Additionally, because the production tubing in most rod-pumped producing wells is tubing that has previously been used in other wells or from such reclaimed supplies, pre-existing wear patterns on tubing alone are often misleading as to the root causes of tubing wear in the current wellbore. Further, even a detailed, positional analysis of defects does not provide an adequate window as to their root cause or mitigation. For example, in general, well operators simply reposition rod guides, which may merely shift wear on the rod or tubing to another position along the string. An alternative technique to mitigate rod wear on tubing is disclosed in U.S. Pat. No. 36,362E to Jackson, whereby an abrasion resistant polymer, such as polyethylene, is inserted into the tubing. This technique, however, reduces the inside diameter of the tubing and does not assess the cause of tubing wear. As a result, the polythene liner may simply fail over time, rather than the tubing, which still necessitates work-over. Not even “real time” data reports provide an adequate solution to mitigating wear, because they do nothing to improve the quality or scope of the analysis, or correlate tubing condition information with rod condition information. An accurate analysis of the cause of wellbore failure due to tubing or rod failure is also aided with a profile of the wellbore deviation.
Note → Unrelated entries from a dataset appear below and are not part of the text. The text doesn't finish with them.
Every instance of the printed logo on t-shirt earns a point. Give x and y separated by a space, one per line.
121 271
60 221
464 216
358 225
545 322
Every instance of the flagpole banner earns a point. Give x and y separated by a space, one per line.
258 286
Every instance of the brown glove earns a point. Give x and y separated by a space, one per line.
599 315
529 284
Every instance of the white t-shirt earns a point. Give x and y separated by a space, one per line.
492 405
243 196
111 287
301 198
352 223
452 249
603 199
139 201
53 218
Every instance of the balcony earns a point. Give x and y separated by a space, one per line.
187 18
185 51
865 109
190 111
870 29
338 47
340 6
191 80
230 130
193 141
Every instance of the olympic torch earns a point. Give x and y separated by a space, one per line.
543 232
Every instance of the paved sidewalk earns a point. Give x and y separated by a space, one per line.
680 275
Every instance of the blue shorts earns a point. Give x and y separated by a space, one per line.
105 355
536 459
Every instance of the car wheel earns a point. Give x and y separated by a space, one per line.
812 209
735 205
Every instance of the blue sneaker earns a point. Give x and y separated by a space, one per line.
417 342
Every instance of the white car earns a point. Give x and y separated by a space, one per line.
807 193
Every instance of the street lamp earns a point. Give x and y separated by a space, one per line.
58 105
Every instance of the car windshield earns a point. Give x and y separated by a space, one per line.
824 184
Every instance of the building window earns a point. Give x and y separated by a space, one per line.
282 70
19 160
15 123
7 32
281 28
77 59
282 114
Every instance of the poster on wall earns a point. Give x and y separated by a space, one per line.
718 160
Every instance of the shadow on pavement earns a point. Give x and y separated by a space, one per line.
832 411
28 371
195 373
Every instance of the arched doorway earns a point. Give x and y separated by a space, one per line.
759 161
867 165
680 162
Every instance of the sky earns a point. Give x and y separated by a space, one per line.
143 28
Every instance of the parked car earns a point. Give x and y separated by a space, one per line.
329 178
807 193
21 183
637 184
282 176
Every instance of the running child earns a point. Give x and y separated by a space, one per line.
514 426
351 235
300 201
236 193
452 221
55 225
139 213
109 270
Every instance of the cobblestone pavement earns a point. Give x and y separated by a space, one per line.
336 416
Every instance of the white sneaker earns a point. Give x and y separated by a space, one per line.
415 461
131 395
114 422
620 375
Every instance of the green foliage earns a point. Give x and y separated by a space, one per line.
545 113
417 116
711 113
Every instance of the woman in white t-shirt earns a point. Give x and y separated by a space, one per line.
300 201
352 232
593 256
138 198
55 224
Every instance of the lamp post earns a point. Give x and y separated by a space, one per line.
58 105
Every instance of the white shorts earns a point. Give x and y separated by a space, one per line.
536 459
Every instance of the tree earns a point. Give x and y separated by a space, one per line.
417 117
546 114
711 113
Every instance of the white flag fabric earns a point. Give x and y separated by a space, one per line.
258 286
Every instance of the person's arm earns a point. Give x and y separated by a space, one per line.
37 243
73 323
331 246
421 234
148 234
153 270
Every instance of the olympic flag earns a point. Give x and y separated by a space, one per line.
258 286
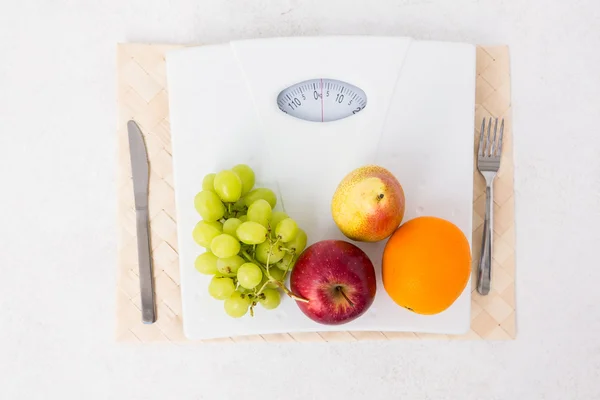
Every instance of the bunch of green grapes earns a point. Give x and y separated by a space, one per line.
250 247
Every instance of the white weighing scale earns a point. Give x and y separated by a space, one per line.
303 113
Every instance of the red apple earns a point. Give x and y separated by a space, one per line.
338 280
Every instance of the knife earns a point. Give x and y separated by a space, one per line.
139 170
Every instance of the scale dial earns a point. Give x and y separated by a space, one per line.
322 100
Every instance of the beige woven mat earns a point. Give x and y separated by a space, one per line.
142 96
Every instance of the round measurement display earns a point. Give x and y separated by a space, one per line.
322 100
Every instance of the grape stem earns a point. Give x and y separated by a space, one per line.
287 268
290 293
271 279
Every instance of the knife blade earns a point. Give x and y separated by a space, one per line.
140 175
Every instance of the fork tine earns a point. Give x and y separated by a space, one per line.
501 137
481 145
494 145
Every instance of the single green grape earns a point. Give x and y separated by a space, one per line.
231 225
246 175
224 246
204 232
206 263
277 274
286 263
228 186
209 206
240 206
216 224
208 183
262 252
221 287
250 232
276 218
249 275
286 230
298 243
261 193
244 290
236 305
270 299
229 266
260 211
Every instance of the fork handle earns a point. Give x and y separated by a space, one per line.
484 275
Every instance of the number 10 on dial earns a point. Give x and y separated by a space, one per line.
322 100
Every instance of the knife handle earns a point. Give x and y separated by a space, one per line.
145 265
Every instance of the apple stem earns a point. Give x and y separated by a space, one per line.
339 289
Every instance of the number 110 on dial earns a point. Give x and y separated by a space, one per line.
322 100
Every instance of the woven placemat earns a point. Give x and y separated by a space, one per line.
142 96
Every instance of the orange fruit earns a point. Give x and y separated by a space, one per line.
426 265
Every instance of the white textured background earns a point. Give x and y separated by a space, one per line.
57 207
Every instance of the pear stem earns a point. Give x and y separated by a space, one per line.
339 289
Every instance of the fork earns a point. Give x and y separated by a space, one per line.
488 163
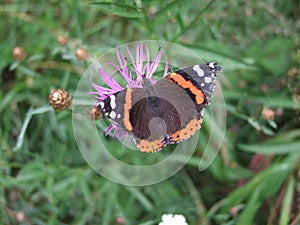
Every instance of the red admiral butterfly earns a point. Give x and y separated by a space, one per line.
167 112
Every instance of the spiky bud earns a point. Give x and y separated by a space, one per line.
59 99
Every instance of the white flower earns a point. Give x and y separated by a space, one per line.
170 219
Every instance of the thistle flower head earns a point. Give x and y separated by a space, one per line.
133 67
60 99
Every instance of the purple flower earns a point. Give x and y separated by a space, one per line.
139 65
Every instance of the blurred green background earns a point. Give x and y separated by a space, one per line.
253 180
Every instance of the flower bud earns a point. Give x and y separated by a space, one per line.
59 99
19 53
82 54
94 113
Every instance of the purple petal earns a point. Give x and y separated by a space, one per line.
109 129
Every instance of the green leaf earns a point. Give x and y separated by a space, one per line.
287 202
249 212
273 55
120 9
272 148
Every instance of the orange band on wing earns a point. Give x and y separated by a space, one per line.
177 78
127 107
188 131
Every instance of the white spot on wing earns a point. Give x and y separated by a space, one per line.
101 105
207 79
198 70
113 101
212 65
113 114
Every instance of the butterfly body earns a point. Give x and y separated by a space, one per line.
166 112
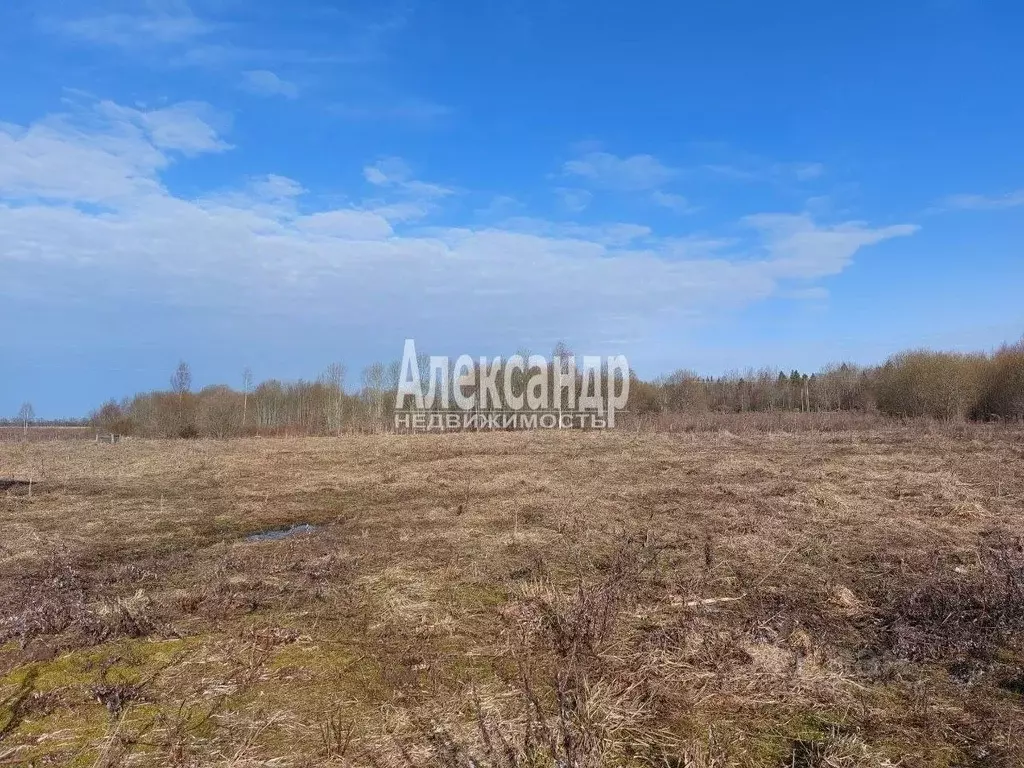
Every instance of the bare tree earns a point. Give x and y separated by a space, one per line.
247 384
181 380
26 415
334 377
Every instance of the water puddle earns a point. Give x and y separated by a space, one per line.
279 534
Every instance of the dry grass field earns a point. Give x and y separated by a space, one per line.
849 598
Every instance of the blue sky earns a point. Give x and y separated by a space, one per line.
695 184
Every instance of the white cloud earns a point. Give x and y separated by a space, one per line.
266 83
159 23
347 224
395 173
675 203
184 127
256 252
752 168
800 248
105 154
628 174
985 203
574 201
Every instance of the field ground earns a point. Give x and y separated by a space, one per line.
574 599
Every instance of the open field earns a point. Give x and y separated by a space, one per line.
851 598
34 432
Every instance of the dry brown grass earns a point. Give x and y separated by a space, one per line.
841 598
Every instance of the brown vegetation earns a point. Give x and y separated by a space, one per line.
852 597
910 385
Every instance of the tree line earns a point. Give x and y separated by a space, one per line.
910 384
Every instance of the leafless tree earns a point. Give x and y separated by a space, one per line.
181 380
247 384
334 377
26 415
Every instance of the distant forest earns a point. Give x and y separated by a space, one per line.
949 386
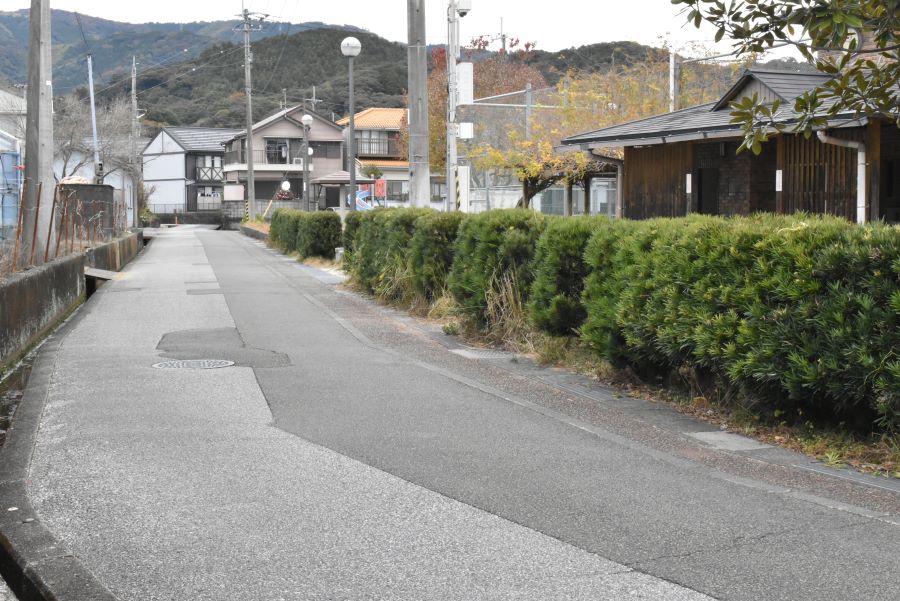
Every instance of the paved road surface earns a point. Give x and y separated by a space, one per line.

Another problem with existing inspection systems is that there is no available means of performing these assessments in a cost-effective and timely manner so that tubing wear can be mitigated through an economical solution specific to a well. Because quickly returning the well to production is of paramount importance, full analysis of any limited information available is often difficult, if not impossible, to perform before the well is returned to production.
The disadvantages of the prior art are overcome by the present invention. An improved system is provided for evaluating and mitigating one or more of wear and corrosion on rod strings and/or tubular strings while being pulled from a wellbore.